If you were eagerly looking forward to seeing Cary Fukunaga’s two-part feature film adaptation of Stephen King’s IT in theaters – or at all – we’ve got some bad news for you. Not only has the True Detective director abandoned the production of IT just three weeks before the scheduled start of production, but Stephen King has already tweeted the disappointing news that the whole film is dead.

The ambitious adaptation of Stephen King’s 1986 novel was set to star Will Poulter (We’re the Millers) as Pennywise the Clown, the supernatural bogeyman of Derry, MN who tormented young children with their greatest fears. Like the 1990s TV mini-series, the film was scheduled to be released in two parts, one featuring the cast as children, the other as adults who return to Derry to finish their fight with Pennywise once and for all.

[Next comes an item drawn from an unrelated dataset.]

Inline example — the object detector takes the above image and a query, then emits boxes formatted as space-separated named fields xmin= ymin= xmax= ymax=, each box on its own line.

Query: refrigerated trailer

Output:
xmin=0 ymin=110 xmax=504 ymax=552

Hollywood Reporter claims that Cary Fukunaga’s departure was over budgetary disputes. New Line Cinema had green lit the first film with a $30 million budget, but Fukunaga’s most recent drafts of the screenplay would have cost significantly more. The second film in the series was slated to be a more expensive production.

Productions fall apart all the time in the studio system, but the fact that this adaptation of Stephen King’s popular novel came so close to going in front of the cameras is bound to be frustrating for Fukunaga, and especially Will Poulter, who seemed to be in a position to dramatically refocus his career by playing against type as one of horror’s most iconic villains. CraveOnline wishes them the best.